The Obama administration has been careful over official statements after the Chinese government protested a statement last month by then-Secretary of State Hillary Clinton when she expressed opposition to "any unilateral actions that would seek to undermine Japanese administration" over the islands.

Jonathan Pollack, a senior fellow and director of the John L. Thornton China Center at Brookings Institution, said he does not think that Obama wants to do anything to aggravate the situation.

"He (Obama) understands what he said will be followed very closely not just by China, but by others as well," said Pollack.

"He wants to reaffirm his interest to see tension reduced, find a way the two sides can deal with each other face-to-face in a realistic way. I don't think he is trying to intervene in this. The last thing the US wants or needs is a new confrontation or conflict there," he said.

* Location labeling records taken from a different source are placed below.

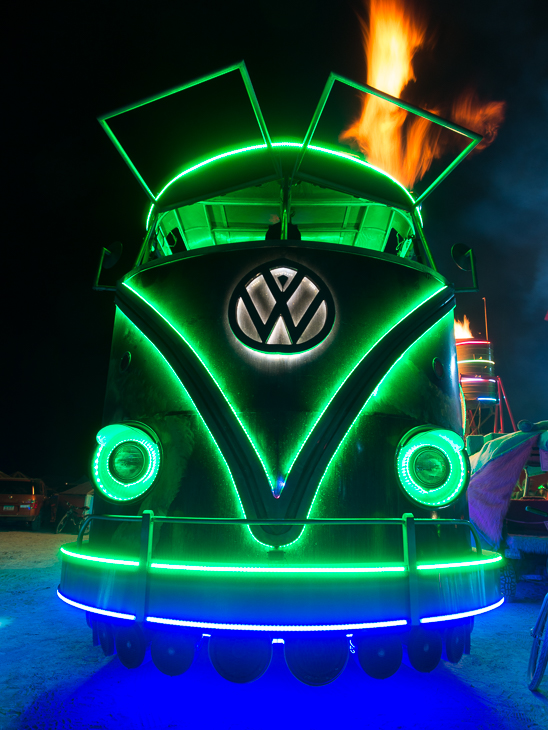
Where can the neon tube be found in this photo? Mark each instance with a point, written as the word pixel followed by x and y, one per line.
pixel 252 148
pixel 251 569
pixel 275 627
pixel 478 380
pixel 93 609
pixel 465 564
pixel 464 614
pixel 97 559
pixel 472 342
pixel 260 569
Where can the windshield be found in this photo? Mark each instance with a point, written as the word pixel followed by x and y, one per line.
pixel 15 487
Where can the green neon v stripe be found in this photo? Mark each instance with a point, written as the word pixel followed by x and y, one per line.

Abe said he told Obama that Tokyo would handle the islands issue "in a calm manner".

While giving a speech "Japan Is Back" at the Center for Strategic and International Studies Friday afternoon, Abe said: "No nation should make any miscalculation about firmness of our resolve. No one should ever doubt the robustness of the Japan-US alliance."

However, Abe added that he has absolutely no intention to deepen the dispute.

While their talks focused on security and the alliance, Obama and Abe also discussed economic and trade issues, including the potential for Japan to join the Trans-Pacific Partnership, a free-trade agreement that does not include China and India.

Japan's intention to join TPP has been strongly opposed by its politically powerful farmers, especially rice producers, who believe removing tariffs will destroy their industry.

Meanwhile, many US manufacturers, such as the auto industry, continue to push for Japan to open its market further and refrain from weakening the yen, an important element of the so-called "Abenomics", a set of economic policies put forward by Abe.

Relations between the US and Japan were strained under the previous Japanese Democratic Party government amid a row over the relocation of a US military base at Okinawa.

Abe initially requested a visit to the United States in January, but was rejected by the White House, citing Obama's busy agenda with the inauguration and the State of the Union address. The trip was later scheduled for February.